Asymptotic velocity of a position-dependent quantum walk

We consider a position-dependent coined quantum walk on $\mathbb{Z}$ and assume that the coin operator $C(x)$ satisfies \[ \|C(x) - C_0 \| \leq c_1|x|^{-1-\epsilon}, \quad x \in \mathbb{Z} \] with positive $c_1$ and $\epsilon$ and $C_0 \in U(2)$. We show that the Heisenberg operator $\hat x(t)$ of the position operator converges to the asymptotic velocity operator $\hat v_+$ so that \[ \mbox{s-}\lim_{t \to \infty} {\rm exp}\left( i \xi \frac{\hat x(t)}{t} \right) = \Pi_{\rm p}(U) + {\rm exp}(i \xi \hat v_+) \Pi_{\rm ac}(U) \] provided that $U$ has no singular continuous spectrum.
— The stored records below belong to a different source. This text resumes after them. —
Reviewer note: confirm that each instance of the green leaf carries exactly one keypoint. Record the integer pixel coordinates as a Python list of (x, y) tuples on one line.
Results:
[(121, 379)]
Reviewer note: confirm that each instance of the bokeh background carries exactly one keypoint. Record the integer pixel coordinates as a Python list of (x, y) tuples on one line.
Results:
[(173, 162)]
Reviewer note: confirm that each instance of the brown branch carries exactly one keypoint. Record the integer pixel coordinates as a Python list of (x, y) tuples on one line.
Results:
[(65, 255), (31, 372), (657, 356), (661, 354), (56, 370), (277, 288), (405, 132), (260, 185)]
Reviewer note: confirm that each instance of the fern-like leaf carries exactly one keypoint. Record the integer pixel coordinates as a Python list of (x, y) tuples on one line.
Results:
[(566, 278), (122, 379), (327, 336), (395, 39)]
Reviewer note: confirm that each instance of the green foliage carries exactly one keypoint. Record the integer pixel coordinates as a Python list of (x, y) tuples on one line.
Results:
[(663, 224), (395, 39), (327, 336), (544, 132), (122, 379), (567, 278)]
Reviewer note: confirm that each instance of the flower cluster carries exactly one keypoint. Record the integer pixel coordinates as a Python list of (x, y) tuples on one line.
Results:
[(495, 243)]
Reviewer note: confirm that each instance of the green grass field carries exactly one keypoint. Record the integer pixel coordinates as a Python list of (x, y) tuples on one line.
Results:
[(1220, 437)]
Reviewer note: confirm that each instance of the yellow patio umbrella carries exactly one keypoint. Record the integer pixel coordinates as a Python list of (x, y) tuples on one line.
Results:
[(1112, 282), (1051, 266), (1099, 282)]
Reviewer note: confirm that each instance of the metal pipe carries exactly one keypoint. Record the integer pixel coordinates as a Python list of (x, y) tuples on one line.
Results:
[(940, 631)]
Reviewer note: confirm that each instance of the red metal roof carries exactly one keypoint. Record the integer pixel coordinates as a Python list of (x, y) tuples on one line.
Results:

Here $\Pi_{\rm p}(U)$ (resp. $\Pi_{\rm ac}(U)$) is the orthogonal projection onto the direct sum of all eigenspaces (resp. the subspace of absolute continuity) of $U$. We also prove that for the random variable $X_t$ denoting the position of a quantum walker at time $t \in \mathbb{N}$, $X_t/t$ converges in law to a random variable $V$ with the probability distribution \[ \mu_V = \|\Pi_{\rm p}(U)\Psi_0\|^2\delta_0 + \|E_{\hat v_+}(\cdot) \Pi_{\rm ac}(U)\Psi_0\|^2, \] where $\Psi_0$ is the initial state, $\delta_0$ the Dirac measure at zero, and $E_{\hat v_+}$ the spectral measure of $\hat v_+$.